In this study, the in-shoe orthosis used not only modified loading, but also stimulated the intrinsic muscles of the foot as a dynamic effect during walking and loading. BSFSS is a patented insole device that has a midfoot section with an asymmetric structure that generates a gentle recoil pressure on the foot’s plantar surface at a location directly beneath the midfoot that corresponds to the optimal arch apex (height) during weight bearing. The system incorporates a series of resilient and progressively firmer and higher inserts that act as proprioceptive catalysts to stimulate the tibialis anterior, anterior extensors and peroneals. Over time, the muscles are conditioned to maintain the optimal arch apex necessary to effectively manage loads through the arch system. According to the manufacturer, a number of biomechanical studies have produced both quantitative and qualitative data of the product’s effectiveness. [14]

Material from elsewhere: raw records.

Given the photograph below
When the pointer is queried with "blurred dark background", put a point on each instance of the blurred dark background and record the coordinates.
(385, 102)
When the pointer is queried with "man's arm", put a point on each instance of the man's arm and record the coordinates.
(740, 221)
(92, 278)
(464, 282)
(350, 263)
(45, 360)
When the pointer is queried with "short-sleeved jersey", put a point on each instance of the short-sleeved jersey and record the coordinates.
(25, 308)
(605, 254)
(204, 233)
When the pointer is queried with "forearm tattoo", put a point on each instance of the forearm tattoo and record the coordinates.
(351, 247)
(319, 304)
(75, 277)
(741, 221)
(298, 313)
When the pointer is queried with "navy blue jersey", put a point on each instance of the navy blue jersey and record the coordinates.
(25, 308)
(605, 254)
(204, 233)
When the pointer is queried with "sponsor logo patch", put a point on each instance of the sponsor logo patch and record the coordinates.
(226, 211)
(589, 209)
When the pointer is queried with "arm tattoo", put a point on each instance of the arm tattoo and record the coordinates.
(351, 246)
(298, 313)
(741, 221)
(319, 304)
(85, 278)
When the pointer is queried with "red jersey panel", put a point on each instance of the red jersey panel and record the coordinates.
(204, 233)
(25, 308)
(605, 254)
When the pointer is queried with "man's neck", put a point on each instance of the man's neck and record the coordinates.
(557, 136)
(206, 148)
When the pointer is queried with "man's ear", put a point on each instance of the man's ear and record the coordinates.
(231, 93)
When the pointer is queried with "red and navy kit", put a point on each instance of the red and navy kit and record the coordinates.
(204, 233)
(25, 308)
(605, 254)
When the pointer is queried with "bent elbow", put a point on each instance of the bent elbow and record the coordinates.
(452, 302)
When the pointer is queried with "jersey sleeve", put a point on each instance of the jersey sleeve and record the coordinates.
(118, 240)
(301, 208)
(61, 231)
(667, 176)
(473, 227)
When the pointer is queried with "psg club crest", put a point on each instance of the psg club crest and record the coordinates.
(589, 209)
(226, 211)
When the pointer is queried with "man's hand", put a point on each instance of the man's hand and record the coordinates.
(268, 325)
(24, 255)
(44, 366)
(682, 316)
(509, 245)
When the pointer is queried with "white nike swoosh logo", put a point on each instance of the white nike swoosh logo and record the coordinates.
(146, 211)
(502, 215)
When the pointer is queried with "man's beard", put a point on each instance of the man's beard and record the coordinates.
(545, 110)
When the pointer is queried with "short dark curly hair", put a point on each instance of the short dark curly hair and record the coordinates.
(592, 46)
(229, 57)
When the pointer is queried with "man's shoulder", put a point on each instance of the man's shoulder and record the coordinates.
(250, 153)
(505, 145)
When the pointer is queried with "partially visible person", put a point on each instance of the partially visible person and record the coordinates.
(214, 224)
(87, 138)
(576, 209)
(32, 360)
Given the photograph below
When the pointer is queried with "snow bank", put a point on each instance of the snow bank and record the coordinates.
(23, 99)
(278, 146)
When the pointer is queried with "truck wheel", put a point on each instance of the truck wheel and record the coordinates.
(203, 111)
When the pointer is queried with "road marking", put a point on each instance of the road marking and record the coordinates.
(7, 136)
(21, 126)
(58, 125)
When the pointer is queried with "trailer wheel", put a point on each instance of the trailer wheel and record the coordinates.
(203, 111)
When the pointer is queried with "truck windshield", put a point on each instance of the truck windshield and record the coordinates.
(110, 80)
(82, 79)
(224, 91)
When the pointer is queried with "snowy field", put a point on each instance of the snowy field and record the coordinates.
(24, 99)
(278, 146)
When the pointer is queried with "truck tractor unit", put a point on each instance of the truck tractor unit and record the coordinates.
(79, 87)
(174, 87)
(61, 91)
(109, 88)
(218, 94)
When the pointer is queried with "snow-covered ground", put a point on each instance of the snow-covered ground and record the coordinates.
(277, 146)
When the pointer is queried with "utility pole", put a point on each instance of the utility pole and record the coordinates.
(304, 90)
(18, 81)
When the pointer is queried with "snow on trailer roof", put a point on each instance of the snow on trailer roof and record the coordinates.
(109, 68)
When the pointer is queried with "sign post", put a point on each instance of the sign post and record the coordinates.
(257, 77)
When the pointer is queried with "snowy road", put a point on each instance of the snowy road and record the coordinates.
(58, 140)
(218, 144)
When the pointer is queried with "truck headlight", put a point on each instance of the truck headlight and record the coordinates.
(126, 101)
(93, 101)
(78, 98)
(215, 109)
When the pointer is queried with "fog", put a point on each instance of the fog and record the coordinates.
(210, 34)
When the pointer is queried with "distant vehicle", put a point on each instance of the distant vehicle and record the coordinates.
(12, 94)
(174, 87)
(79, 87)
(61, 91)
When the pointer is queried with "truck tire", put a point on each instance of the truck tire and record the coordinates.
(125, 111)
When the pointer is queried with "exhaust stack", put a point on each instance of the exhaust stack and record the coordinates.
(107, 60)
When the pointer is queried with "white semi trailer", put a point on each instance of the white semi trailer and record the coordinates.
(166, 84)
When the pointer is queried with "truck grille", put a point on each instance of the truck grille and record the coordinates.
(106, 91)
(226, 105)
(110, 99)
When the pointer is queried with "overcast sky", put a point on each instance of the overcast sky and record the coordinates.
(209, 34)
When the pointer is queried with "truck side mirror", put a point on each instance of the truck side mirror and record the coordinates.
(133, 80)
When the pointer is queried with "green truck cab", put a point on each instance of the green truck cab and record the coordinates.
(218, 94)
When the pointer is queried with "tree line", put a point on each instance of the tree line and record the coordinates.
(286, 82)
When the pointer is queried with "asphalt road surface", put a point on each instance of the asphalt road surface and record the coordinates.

With this rationale in mind, this study was conducted among busy health professionals in a major metropolitan hospital. The participants represent a cross-section of working adults; half were overweight, reported high stress levels, or had pre-existing back or foot problems. Although this was a relatively health- conscious population (up to 75% reported exercising in their leisure time), little attention was paid specifically to the foot and shoe wear as a means of preventing overuse problems and fatigue (only 11% used shoe orthotics). If benefit could be shown in this population, it would likely be significant.

On an 11-point scale, participants started out reporting relatively modest levels of pain. Given the environment in which they work (i.e., daily exposure to patients who may be in extreme pain) and the busy nature of their work, it is not surprising that staff rated their pain as relatively low. When asked about how “tired” parts of the body felt, scores tended to be higher.

It was interesting, but not totally unexpected, that those who dropped out of the study in the first three weeks tended to report lower pain levels at baseline. This suggests that those with the least pain may not have appreciated the difference the BSFSS could make. Drop-outs were largest after week 1, before participants had started wearing BSFSS, and declined thereafter (numbers of drop-outs were 12 before they started wearing BSFSS, 4 after 1 week of wearing BSFSS and 2 after 2 weeks of wearing BSFSS). If drop-outs were caused by problems with the product, one would expect the numbers to increase with time. This pattern suggests that the longer people wore BSFSS, the less likely they were to leave the study. Several drop-outs reflect reasons unrelated to the product, such as vacations, reluctance to complete the necessary paper work (the daily pain logs), loss of interest in the study, or an opportunistic means of obtaining free products.

At the end of the study, after four weeks of wearing the product, there were clinically (i.e., 30% or greater) and statistically significant reductions in foot, knee, lower back, and shoulder pain, and a statistically significant decline in combined upper back and shoulder pain that was close to 30% (27.6%). Perceived “tiredness” also declined 30% or more for the feet, knees, lower legs, knees, lower back, shoulders, and combined upper back and shoulders (all p<.05) and close to 30% for the upper back (26.3%, p=.034). Perhaps because of these changes, levels of general fatigue while at work declined 20% (p=.012).

The literature suggests that musculoskeletal discomfort and overuse disorders are common place among healthcare professionals such as nurses. This study suggests that the BSFSS does significantly relieve musculoskeletal discomfort, including back pain, and fatigue. It is possible that such improvements in limb and body function during activity could enhance the well-being of healthcare professionals and workplace productivity.

Acknowledgements: Study costs were paid for by Barefoot ScienceTM. Data entry and analysis was conducted by independent contractors, and the opinions expressed in this article are solely those of the authors.